The problem arises when we have to use time-series in a data.frame or use time-series operations like lag
and diff
for numeric vectors in a data.frame. Let’s look into an example.
First, wee restrict tibble printing options to minimize the space occupied.
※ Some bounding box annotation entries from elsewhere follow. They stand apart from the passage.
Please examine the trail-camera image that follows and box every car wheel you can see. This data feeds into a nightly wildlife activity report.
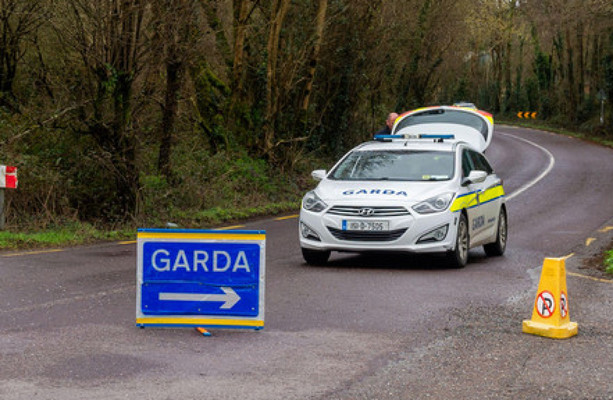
[302,247,330,265]
[483,208,508,257]
[448,214,469,268]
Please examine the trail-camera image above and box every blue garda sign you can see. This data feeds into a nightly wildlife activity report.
[136,229,266,329]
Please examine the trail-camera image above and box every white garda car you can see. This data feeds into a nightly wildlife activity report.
[299,111,507,268]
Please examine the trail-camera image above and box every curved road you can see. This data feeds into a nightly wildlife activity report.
[0,127,613,399]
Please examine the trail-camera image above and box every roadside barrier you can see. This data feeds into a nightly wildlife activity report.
[522,257,578,339]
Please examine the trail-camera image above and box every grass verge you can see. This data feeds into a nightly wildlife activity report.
[604,249,613,274]
[0,202,300,251]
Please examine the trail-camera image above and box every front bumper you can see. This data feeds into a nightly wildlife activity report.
[298,209,459,253]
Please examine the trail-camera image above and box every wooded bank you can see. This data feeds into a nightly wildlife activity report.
[0,0,613,226]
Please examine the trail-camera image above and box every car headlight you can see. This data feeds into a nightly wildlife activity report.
[413,193,453,214]
[417,224,449,244]
[302,190,328,212]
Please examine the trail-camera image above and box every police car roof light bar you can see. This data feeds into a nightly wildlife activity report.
[375,134,455,142]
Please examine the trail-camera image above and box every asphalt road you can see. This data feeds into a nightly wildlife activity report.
[0,127,613,400]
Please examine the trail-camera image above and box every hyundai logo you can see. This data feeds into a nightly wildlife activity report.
[358,208,375,217]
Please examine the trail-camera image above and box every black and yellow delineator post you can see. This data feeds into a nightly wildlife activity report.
[522,257,579,339]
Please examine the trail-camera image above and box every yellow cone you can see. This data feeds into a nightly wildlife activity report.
[522,258,578,339]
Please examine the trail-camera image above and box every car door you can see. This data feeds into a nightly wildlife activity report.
[467,150,503,245]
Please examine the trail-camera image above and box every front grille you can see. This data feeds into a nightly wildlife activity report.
[327,226,407,242]
[328,206,411,217]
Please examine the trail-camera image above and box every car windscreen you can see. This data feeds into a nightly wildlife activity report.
[394,108,488,140]
[328,150,455,182]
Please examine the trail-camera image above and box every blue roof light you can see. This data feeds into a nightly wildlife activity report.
[375,134,455,142]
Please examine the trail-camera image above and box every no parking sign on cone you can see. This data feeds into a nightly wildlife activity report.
[522,258,578,339]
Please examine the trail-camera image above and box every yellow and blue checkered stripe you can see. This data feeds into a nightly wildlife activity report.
[449,184,504,212]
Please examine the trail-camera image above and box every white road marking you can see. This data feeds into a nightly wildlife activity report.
[498,132,556,201]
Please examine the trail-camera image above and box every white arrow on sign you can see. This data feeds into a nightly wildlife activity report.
[159,287,241,310]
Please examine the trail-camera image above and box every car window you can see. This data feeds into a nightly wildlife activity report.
[462,150,475,177]
[329,150,455,181]
[394,108,488,141]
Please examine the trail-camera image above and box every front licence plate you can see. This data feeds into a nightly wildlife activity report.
[343,220,390,231]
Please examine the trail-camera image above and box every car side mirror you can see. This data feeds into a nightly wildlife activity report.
[311,169,326,181]
[462,171,487,186]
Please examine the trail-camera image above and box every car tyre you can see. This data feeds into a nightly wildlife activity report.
[483,207,508,257]
[447,214,469,268]
[302,247,330,265]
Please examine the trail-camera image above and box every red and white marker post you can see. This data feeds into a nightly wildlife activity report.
[0,165,17,230]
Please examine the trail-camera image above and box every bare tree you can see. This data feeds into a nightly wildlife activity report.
[0,0,45,111]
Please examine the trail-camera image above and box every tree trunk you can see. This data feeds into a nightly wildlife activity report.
[158,60,183,182]
[302,0,328,113]
[230,0,249,95]
[263,0,290,154]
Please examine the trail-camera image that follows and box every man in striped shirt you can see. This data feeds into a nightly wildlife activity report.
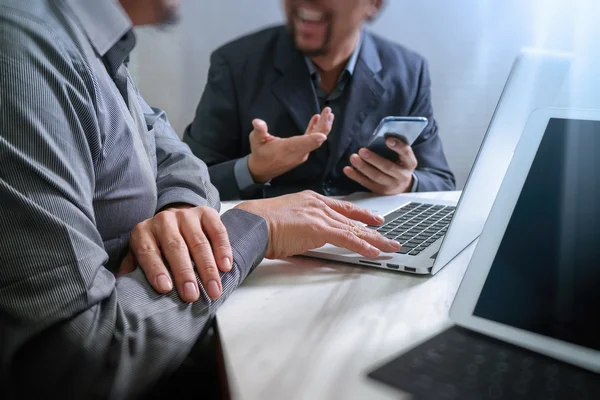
[0,0,399,398]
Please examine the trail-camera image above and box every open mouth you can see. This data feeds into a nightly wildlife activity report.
[293,7,329,42]
[296,7,325,23]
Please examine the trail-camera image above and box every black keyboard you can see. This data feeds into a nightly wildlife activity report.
[372,203,456,256]
[370,327,600,400]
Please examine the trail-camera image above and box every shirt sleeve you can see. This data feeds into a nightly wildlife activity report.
[137,88,220,210]
[0,14,268,398]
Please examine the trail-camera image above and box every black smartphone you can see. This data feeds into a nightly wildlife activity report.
[367,117,429,161]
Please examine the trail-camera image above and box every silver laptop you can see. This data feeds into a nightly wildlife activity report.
[450,108,600,374]
[305,50,572,274]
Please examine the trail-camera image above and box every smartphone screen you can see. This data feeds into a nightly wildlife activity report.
[367,117,429,161]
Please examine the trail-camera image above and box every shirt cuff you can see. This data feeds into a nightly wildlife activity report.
[233,156,270,192]
[156,188,209,211]
[410,172,419,193]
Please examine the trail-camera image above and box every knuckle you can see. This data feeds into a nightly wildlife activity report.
[165,238,186,251]
[173,265,196,281]
[140,262,167,275]
[202,263,219,275]
[154,210,173,225]
[189,235,210,253]
[134,243,160,257]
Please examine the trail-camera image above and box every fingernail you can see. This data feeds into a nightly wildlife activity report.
[183,282,198,299]
[206,280,221,299]
[156,274,173,292]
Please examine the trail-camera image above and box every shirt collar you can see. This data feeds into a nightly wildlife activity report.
[304,32,363,77]
[67,0,135,57]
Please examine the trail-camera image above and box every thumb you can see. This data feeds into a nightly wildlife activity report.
[304,114,321,135]
[286,132,327,156]
[250,119,271,143]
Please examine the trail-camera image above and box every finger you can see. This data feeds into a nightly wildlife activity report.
[179,214,223,300]
[152,212,200,303]
[385,138,417,169]
[117,250,135,278]
[250,118,272,143]
[327,208,400,253]
[358,148,403,178]
[350,154,397,187]
[201,211,233,272]
[129,223,173,293]
[344,167,383,193]
[315,194,385,225]
[336,220,401,253]
[315,107,335,135]
[323,227,380,258]
[304,114,321,135]
[283,133,327,157]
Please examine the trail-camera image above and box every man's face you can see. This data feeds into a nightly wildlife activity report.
[119,0,180,25]
[284,0,381,56]
[150,0,180,24]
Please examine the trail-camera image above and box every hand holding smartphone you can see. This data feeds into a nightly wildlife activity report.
[367,117,429,162]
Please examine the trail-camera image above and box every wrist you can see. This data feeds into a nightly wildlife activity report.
[234,200,274,259]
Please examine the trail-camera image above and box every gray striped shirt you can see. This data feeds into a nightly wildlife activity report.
[0,0,268,398]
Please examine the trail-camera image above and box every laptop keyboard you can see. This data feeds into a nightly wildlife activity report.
[370,327,600,400]
[372,203,456,256]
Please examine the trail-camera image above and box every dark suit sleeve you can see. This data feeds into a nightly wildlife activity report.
[410,60,455,192]
[183,51,260,200]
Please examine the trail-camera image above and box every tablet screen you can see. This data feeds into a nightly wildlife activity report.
[474,119,600,350]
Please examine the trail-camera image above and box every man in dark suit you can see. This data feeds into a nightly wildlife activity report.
[184,0,454,199]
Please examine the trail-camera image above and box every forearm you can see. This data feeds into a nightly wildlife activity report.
[2,210,268,398]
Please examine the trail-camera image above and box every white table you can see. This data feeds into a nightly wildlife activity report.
[218,192,474,400]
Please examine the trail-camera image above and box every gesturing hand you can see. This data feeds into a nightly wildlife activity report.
[236,191,400,258]
[344,138,417,195]
[248,107,334,183]
[119,206,233,302]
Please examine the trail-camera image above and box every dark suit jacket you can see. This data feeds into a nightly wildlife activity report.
[184,26,454,200]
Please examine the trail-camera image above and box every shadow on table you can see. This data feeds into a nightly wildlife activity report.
[244,256,430,287]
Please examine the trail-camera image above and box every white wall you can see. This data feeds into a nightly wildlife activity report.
[132,0,600,187]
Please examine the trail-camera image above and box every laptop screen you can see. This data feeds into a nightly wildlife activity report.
[474,119,600,350]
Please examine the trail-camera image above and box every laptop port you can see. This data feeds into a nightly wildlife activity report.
[358,260,381,267]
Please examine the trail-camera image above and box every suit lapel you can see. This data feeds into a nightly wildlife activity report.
[325,32,385,176]
[271,31,320,133]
Let’s load the economics dataset from ggplot2
for illustration.
econ <- ggplot2::economics
econ
#> # A tibble: 574 x 6
#> date pce pop psavert uempmed unemploy
#> <date> <dbl> <dbl> <dbl> <dbl> <dbl>
#> 1 1967-07-01 507. 198712 12.6 4.5 2944
#> 2 1967-08-01 510. 198911 12.6 4.7 2945
#> 3 1967-09-01 516. 199113 11.9 4.6 2958
#> # … with 571 more rows
Then, we are going to use some stats
functions:
mutate(econ, pop_lag = stats::lag(as.ts(pop)))
#> # A tibble: 574 x 7
#> date pce pop psavert uempmed unemploy pop_lag
#> <date> <dbl> <dbl> <dbl> <dbl> <dbl> <dbl>
#> 1 1967-07-01 507. 198712 12.6 4.5 2944 198712
#> 2 1967-08-01 510. 198911 12.6 4.7 2945 198911
#> 3 1967-09-01 516. 199113 11.9 4.6 2958 199113
#> # … with 571 more rows
base::lag
only works on ts
objects. However, dplyr has thought about this problem
mutate(econ, pop_lag = dplyr::lag(pop))
#> # A tibble: 574 x 7
#> date pce pop psavert uempmed unemploy pop_lag
#> <date> <dbl> <dbl> <dbl> <dbl> <dbl> <dbl>
#> 1 1967-07-01 507. 198712 12.6 4.5 2944 NA
#> 2 1967-08-01 510. 198911 12.6 4.7 2945 198712
#> 3 1967-09-01 516. 199113 11.9 4.6 2958 198911
#> # … with 571 more rows
However, this problem extends to all the univariate functions that are applied in the same manner in a data.frame. For example
mutate(econ, pop_diff = base::diff(pop))
#> Error: Problem with `mutate()` input `pop_diff`.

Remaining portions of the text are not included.